Do you have any good resources on this subject? I agree and would like to see wh...

ebonnafoux · 2025-11-07T15:33:48 1762529628

The very classic parse don't valide if you haven't already read it : https://lexi-lambda.github.io/blog/2019/11/05/parse-don-t-va...

strongly-typed · 2025-11-07T19:15:08 1762542908

Here's my take. It helps you enforce properties about your data. Didn't mean to make this response so long, but alas.

  (* 
    Quick note on notation: I will use "double quotes" when referring to _values_ and `backticks` when referring to _types_.
  *)

  (* 
    Think of this as an interface. It defines the shape of a module. Notice that the interface describes a module that defines a type called `t`, and two values: "of_string", and "to_string", and they are functions with types: `string -> t`, and `t -> string`. 
  *)
  module type ID = sig
    type t
    val of_string : string -> t
    val to_string : t -> string
  end
  
  (* 
    Below this comment is a module named "Id" that _is of type_ (in other words: it _implements the interface called_) `ID`. Due to the explicit type annotation (Id : ID), now from the perspective of anywhere else in the code, the exported interface of the module "Id" is `ID`.
  
    Modules only contain two things: `type declarations`, and "values". Values are your primitives such as 1, '<', "hello", but also composite such as (fun x -> x + 1), (Some x), f x, { foo = "bar"; baz = 42 }, and even (module Id) (yes! modules can be values too!). Type declarations tell the compiler . Anything which is a value _always_ has a type that can _usually_ be inferred.
  
    No type annotation is necessary when the compiler correctly deduces the type of your value through static analysis. For instance, in the module below, "of_string" is deduced to be of type ('a -> 'a). The ' on the symbol 'a signifies a "type variable", and it means that it can be filled in with any type. For instance (t -> t) and (string -> string), but not (t -> string) or (string -> t). For those it would have to be of type ('a -> 'b). We cannot deduce this type, however, because our implementations do nothing with their inputs besides return them. Since nothing is changed, it's always the same type. 

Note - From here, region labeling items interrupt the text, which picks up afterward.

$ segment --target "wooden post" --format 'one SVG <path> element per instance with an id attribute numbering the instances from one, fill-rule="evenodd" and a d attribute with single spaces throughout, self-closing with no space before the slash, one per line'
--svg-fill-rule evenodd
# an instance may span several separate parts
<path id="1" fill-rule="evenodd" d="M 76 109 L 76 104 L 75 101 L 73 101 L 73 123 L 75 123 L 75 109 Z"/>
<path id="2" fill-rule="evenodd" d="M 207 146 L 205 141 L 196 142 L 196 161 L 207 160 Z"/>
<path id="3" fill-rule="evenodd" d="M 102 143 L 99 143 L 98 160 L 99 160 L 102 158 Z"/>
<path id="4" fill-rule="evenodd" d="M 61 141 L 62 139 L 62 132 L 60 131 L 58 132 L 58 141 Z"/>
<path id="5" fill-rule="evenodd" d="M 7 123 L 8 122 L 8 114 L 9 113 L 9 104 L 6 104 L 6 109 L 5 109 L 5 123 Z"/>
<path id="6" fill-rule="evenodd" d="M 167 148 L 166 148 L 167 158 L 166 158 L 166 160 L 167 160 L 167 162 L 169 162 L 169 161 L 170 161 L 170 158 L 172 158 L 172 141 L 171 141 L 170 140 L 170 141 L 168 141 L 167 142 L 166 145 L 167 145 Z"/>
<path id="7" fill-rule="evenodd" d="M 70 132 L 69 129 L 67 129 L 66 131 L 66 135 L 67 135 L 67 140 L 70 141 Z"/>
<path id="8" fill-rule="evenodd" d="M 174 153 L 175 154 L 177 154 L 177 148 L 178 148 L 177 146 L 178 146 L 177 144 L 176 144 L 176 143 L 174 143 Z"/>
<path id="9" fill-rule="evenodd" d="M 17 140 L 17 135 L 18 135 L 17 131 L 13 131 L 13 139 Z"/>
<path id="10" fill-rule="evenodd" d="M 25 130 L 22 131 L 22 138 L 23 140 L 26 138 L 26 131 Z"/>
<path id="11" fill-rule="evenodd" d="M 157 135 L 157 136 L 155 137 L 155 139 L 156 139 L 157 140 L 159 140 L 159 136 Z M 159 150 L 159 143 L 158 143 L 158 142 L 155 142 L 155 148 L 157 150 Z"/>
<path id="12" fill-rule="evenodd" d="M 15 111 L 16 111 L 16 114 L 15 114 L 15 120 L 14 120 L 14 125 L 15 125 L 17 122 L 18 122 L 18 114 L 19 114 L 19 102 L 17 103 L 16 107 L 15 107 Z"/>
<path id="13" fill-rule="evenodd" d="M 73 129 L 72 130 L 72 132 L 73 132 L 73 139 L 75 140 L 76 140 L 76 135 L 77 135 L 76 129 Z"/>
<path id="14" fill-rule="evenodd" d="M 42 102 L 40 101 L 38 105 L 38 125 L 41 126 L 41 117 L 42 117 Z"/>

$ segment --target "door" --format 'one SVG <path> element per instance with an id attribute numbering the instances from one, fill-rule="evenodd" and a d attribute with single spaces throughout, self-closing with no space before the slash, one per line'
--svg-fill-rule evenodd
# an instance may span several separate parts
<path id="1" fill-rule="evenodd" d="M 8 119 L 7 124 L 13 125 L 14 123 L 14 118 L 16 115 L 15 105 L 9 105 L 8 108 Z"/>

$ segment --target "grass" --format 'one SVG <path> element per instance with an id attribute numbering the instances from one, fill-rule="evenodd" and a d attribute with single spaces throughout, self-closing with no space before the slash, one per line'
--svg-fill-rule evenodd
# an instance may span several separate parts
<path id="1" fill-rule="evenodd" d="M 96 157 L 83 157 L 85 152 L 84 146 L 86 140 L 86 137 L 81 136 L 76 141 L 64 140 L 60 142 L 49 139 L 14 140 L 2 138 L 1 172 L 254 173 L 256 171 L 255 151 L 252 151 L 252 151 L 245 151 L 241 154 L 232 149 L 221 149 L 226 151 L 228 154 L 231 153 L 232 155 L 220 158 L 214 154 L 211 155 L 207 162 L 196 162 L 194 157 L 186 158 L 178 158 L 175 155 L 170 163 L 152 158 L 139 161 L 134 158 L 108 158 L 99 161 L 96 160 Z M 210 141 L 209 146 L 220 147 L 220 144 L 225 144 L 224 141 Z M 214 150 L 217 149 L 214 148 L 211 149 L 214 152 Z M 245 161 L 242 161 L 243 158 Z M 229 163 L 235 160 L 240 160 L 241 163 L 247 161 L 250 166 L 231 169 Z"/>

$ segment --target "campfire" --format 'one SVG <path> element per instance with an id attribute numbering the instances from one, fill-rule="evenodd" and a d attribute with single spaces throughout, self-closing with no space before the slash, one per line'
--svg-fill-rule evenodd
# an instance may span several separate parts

    Now, can you spot the pink elephant? Notice how the "ID" interface from above defines "of_string" to be of type (string -> t). How can this be possible? It's because we gave the compiler a hint when we said `type t = string`. This says that a "value" of type `t` is backed by a value of type `string`. If something type checks as `t`, it also type checks as `string`. 

    So, we could reason through and say ('a -> 'a) can be instantiated to (t -> t), but `t` is also equal to `string`, so we can mentally imagine a hypothetical intermediate type... something like ({t,string} -> {t,string}). This type and type equality is visible _inside_ the module. But when the `ID` interface was applied over the `Id` module as in (Id : ID), this has the effect of hiding the type equality (the fact that `type t = string`) because in the `ID` interface we define `t` without an equals sign: `type t`. This forces us to _choose_ a concrete type to expose externally, even though the type is less general than what the implementation sees.
  
    NOTE: OCaml doesn't use parens for function definition or application. Compare this OCaml code against its Python equivalent.
  
    > let hello_world h w = (h, w)
    > let h, w = hello_world 1 2
  
    vs.
  
    > def hello_world(h, w):
    >   return (h, w)
    > h, w = hello_world(1, 2)
  *)
  module Id : ID = struct
    type t = string
    let of_string s = s
    let to_string s = s
  end
  
  let main () =
    let s = "abc123" in
    let id = Id.of_string s in
  
    (* NOTE(type error): because the built-in "print_endline" function is of type (string -> unit) and not (Id.t -> unit) *)
    (* NOTE: if an expression returns unit, you don't need to create a let binding for it. You can simply tack a semicolon to the end of it if you need sequence another expression to follow it. *)
    print_endline id;
  
    (* okay *)
    (* STDOUT: abc123 *)
    print_endline (Id.to_string id)
  ;;
  
  main ()

You could imagine implementing this pattern of defining parsers such as "of_string", "of_bytes", "of_json", "of_int", "of_db_row", "of_request", for any piece of input data. You can think of all of these functions as static constructors in OOP... you take in some data, and produce some output value: e.g. "of_string" takes in a `string` and produces a `t`.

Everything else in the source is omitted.